Once states receive waivers, health plans in their state no longer have to cover the above items. This will directly affect the care available for individuals and small businesses buying insurance in that state.

Large employers, on the other hand, are allowed to meet the health care standards of ANY state they choose.

So, let’s say Texas gets a waiver to stop covering annual OB/GYN visits and contraceptive prescriptions. Essentially, employers in ANY state can opt to buy “Texas” healthcare plans for their employees.

This is a major change from the federally-mandated standards of care required across all 50 states under Obamacare.

Say Goodbye to Your Employer Mandate

The AHCA bill also eliminates the employer mandate, which requires employers with 50 or more full-time workers to offer minimum essential coverage.

That means certain companies can eliminate health plans without incurring the tax penalty that Obamacare put into place.

Smart employers know that health coverage is employee’s #1 most important benefit. If you want to keep your employees happy and attract top talent, you’ll continue to provide your employees with health care, even if the mandate goes away.

What HR Can Do

Even though the bill isn’t yet law, start making plans now.

Meet with upper management and talk about the situation. Especially if your company is looking to cut costs or reduce coverage, it’s important that you have a strong opinion on the value of health care costs.
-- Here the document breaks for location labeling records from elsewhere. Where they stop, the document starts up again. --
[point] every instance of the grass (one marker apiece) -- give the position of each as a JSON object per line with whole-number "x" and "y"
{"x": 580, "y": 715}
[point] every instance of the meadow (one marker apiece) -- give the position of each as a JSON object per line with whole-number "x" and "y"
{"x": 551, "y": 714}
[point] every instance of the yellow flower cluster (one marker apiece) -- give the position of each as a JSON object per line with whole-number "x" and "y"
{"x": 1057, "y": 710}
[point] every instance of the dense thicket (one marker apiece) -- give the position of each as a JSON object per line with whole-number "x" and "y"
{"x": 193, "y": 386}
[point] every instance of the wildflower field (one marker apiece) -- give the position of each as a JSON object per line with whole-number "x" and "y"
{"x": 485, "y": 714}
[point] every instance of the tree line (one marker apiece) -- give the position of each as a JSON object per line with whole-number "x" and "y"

Make it clear that high-quality health care coverage benefits your business in the long run. It’s valuable for keeping your current employees happy and healthy, and it helps you attract and hire high-quality new employees.

Talk to your team. Keep them informed about what’s happening in the news and how it affects them.

Let them know that you’re committed to maintaining their current level of health care, regardless of the status of the AHCA bill. Do what you can to prevent unnecessary panic or distrust by being open and transparent with your staff.

What to Watch For

The AHCA bill has passed the House, but it still needs to pass the Senate in order to be signed into law. As the bill moves to the Senate, it’s expected to go through a major overhaul.

House Republicans represent heavily right-leaning districts, but their Senate counterparts need to accommodate the needs of their entire state. Expect the Senate’s bill to find more middle ground between Obamacare and AHCA as outlined in the House’s bill.

What do you think about the AHCA? What steps are you taking to protect your employee’s health care coverage?